Instance Segmentation: High-quality instance masks generated using SAM-2 (Segment Anything Model 2) with prompting
Referring Expression Generation: Initial expressions generated by multimodal LLMs given:
- Cropped instance images
- Location cues
- Category information
Human Refinement: Manual verification and refinement of both masks and expressions
Quality Control: Careful verification of all 13,871 image-text-mask triplets

Who are the source data producers?#

The source data was collected from real-world drone operations. The specific locations and operators are not disclosed in the publicly available information.
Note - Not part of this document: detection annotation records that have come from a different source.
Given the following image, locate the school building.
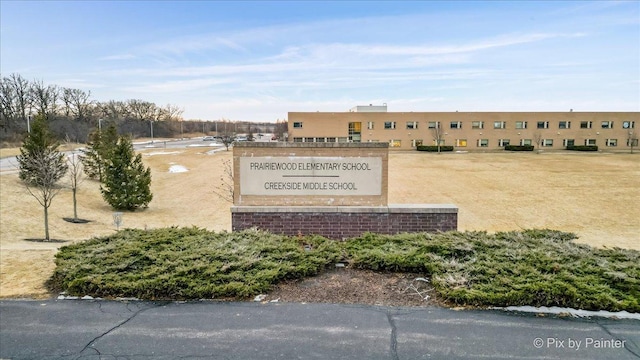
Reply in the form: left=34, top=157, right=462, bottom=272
left=288, top=104, right=640, bottom=151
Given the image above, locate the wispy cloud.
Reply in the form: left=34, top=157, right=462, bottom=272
left=98, top=54, right=136, bottom=61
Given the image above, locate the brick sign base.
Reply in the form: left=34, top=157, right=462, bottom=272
left=231, top=204, right=458, bottom=240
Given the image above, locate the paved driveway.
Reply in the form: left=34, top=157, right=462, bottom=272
left=0, top=300, right=640, bottom=360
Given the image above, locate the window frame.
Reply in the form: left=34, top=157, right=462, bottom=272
left=516, top=121, right=527, bottom=130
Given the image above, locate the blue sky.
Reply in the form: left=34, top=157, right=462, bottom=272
left=0, top=0, right=640, bottom=121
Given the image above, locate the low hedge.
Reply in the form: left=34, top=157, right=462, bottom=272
left=416, top=145, right=453, bottom=152
left=567, top=145, right=598, bottom=151
left=504, top=145, right=533, bottom=151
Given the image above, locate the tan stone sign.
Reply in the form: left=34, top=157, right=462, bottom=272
left=240, top=156, right=382, bottom=196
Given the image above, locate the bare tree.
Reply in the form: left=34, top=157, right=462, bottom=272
left=126, top=99, right=157, bottom=120
left=0, top=74, right=31, bottom=129
left=159, top=104, right=184, bottom=121
left=65, top=149, right=86, bottom=223
left=18, top=114, right=67, bottom=241
left=31, top=81, right=60, bottom=119
left=62, top=88, right=92, bottom=120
The dataset was curated and annotated by researchers at Xiamen University.

Annotations#

Annotation process#

The dataset uses a semi-automatic annotation pipeline:

Segmentation Masks: Generated using SAM-2 with human-in-the-loop prompting and verification
Referring Expressions:
- Initially generated by multimodal LLMs
- Provided with cropped object images and spatial location information
- Manually refined by human annotators
- Verified for accuracy and naturalness

The annotations include:

Binary segmentation masks (RLE format)
Bounding boxes
Natural language referring expressions
Object category labels
Tokenized text

Who are the annotators?#

The annotation team consisted of researchers from Xiamen University who performed the human refinement and verification steps of the semi-automatic pipeline. Specific demographic information about annotators is not provided.
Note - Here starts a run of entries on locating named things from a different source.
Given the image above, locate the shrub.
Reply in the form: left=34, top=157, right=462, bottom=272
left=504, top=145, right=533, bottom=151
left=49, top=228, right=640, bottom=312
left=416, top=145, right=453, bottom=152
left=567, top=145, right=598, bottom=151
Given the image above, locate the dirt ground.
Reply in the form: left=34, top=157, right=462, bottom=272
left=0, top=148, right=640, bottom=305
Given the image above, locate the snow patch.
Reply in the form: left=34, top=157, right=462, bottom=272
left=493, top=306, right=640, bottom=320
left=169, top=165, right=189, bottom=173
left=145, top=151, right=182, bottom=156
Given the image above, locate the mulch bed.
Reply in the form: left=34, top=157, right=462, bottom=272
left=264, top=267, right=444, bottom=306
Personal and Sensitive Information#

The dataset contains drone imagery captured from low altitudes (30-100m) which may include:

Identifiable individuals: People visible in public spaces
Vehicles: Cars, motorcycles, trucks, buses with potentially visible license plates
Location information: Urban and outdoor scenes

Privacy Considerations:

Images are from real-world drone footage
No explicit anonymization process is described
Users should be aware of potential privacy implications
The non-commercial license (CC BY-NC-SA 4.0) provides some restrictions on use

Dataset-Specific Challenges#

The paper identifies two key failure modes that are prevalent in this dataset:

Category Drift: Tiny targets can cause models to incorrectly segment larger, semantically similar objects
Object Drift: Dense crowds of same-class instances make it difficult to distinguish which specific instance is being referred to

Potential Biases#

Domain Bias: Focused on urban/outdoor surveillance scenarios typical of drone operations
Category Distribution: Heavily skewed toward vehicles (cars: 31%, motor: 20%, truck: 12%) vs. other categories
Illumination Bias: While nighttime scenes are included, the distribution between day/night is not specified
Expression Style: Referring expressions generated by LLMs may have stylistic patterns that differ from purely human-generated descriptions

Citation#

BibTeX:

@misc{ye2025risladbenchmarkmodelreferring,
  title        = {RIS-LAD: A Benchmark and Model for Referring Low-Altitude Drone Image Segmentation}, 
  author       = {Kai Ye and YingShi Luan and Zhudi Chen and Guangyue Meng and Pingyang Dai and Liujuan Cao},
  year         = {2025},
  eprint       = {2507.20920},
  archivePrefix= {arXiv},
  primaryClass = {cs.CV},
  url          = {https://arxiv.org/abs/2507.20920}
}

APA:

Ye, K., Luan, Y., Chen, Z., Meng, G., Dai, P., & Cao, L. (2025). RIS-LAD: A Benchmark and Model for Referring Low-Altitude Drone Image Segmentation. arXiv preprint arXiv:2507.20920.